Ci sono film in cui la realtà è così devastante e struggente da diventare quasi finzione, quasi come se fosse un evento tragico e profondo. "Good Women Of Bangkok" è uno di questi.
perché qui si racconta una storia vera, che ha risvolti così melodrammatici da apparire quasi una montatura, una messa in scena come trovata pubblicitaria.

Un regista (lo stesso Dennis O'Rourke, grande regista di documentari), dopo essere stato lasciato dalla moglie si dirige a Bangkok per trovarsi una prostituta e girare un film sulla sua vita.

Il punto di focalizzazione riprende una donna, Aoi (nome d'arte che in Thai significa "Dolcetto" o "Canna da zucchero"), che parla della sua vita travagliata, del bisogno di soldi per salvare la sua famiglia, dell'odio verso il sesso maschile che la obbliga spesso in sesso estremo e violento.

Notiamo il suo profondo dolore verso questo lavoro così umiliante, dietro al suo rossetto rosa fluo, gli occhiali a montatura spessa e la pelle scura. E questi momenti così drammatici carichi di vergogna, vengono inframmezzati dalle poco gentili dichiarazioni dei clienti thailandesi e stranieri (australiani, giapponesi, americani): "nessuno fa i pompini come lei".

Il talentuoso regista australiano sintetizza in soli 80 minuti un vero e proprio pugno allo stomaco, a volte tenero e struggente, altre volte disturbante e crudo, come la vita di una prostituta, quella di Aoi.

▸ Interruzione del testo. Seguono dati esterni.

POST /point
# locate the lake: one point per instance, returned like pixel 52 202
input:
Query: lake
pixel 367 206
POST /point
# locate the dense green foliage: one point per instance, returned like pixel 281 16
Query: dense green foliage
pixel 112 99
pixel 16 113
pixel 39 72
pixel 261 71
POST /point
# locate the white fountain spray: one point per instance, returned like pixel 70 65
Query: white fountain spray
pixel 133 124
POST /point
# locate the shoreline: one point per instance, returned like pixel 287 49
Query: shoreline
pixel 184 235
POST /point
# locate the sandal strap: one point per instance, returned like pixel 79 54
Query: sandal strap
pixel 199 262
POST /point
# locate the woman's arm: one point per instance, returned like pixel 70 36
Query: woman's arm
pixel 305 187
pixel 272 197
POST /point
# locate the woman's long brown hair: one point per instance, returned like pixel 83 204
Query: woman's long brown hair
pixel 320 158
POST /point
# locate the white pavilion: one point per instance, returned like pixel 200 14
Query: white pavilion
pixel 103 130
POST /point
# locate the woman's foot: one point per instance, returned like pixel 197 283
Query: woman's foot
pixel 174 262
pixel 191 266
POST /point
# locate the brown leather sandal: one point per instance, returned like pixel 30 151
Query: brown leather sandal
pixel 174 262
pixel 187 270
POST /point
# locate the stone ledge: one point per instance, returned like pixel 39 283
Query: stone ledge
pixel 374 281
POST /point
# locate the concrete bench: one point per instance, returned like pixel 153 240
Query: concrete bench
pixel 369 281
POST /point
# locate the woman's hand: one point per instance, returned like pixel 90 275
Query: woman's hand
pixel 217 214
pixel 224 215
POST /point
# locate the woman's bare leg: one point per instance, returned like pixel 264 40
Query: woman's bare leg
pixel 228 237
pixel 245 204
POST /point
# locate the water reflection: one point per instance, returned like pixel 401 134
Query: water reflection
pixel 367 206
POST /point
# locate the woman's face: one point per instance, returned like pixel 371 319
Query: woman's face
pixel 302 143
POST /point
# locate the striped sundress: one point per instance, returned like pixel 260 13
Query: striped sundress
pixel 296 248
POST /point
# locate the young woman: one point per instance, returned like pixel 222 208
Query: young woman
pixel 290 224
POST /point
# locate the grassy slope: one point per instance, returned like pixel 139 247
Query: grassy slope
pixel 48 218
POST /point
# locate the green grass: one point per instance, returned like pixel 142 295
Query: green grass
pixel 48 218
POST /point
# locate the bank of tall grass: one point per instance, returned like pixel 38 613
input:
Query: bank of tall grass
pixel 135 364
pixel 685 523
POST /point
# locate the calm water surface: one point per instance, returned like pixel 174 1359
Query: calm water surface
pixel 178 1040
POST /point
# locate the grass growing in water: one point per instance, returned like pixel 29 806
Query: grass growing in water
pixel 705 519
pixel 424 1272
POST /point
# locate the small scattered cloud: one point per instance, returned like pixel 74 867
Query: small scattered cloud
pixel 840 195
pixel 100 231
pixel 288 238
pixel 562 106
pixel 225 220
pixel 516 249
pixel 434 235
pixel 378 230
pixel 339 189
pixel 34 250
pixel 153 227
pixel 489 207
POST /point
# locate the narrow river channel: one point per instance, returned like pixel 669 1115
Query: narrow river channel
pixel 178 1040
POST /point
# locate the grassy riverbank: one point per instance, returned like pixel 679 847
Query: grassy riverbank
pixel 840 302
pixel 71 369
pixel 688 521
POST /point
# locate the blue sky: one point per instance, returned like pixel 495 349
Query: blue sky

Con la telecamera sempre in mano, O'Rourke la spia anche mentre mangia gli spaghetti o mentre parla con un'amica, mostrando che in realtà lei è una donna normalissima, come tutte le altre.

Inquadrature semplici, montaggio avvolgente, recitazione spontanea e a tratti avvincente per un film interessante e particolare, che merita di essere visto in tutta la sua integrità.

Basta lo sguardo perso, stranito e seducente di una Aoi che ha perso tutto e che sacrifica sé stessa per aiutare i suoi cari per sentirsene elettrizzati, per sentirsi vuoti dentro, provando pena e dolore per lei e per tante altre donne che si riducono in tanta miseria.

I colori fluttuanti delle discoteche anni '90 thailandesi, la musica house truzza, le ballerine-prostitute con seno nudo che danzano selvagge tra i turisti malandrini si mescolano così con la povertà delle campagne, la cruda realtà che si nasconde dietro lo sguardo di una donna persa, estranea di un mondo dove il sesso in commercio regna sovrano, sovrastando anche l'amore e i sentimenti umani più puri.

Ma "Good Women Of Bangkok" non è solo un documentario sulla prostituzione (quello che voleva realmente essere), ma una storia d'amore. Più il regista filma la sua attrice e più se ne invaghisce, arrivando a spingerla a smettere, di pensare più a se stessa che ai suoi cari.

Ma lei, con il suo sguardo di cerbiatta ferita sussurra dolcemente: "Mi dispiace, è il mio destino" .

Da vedere assolutamente, con un pacco extralarge di fazzolettini.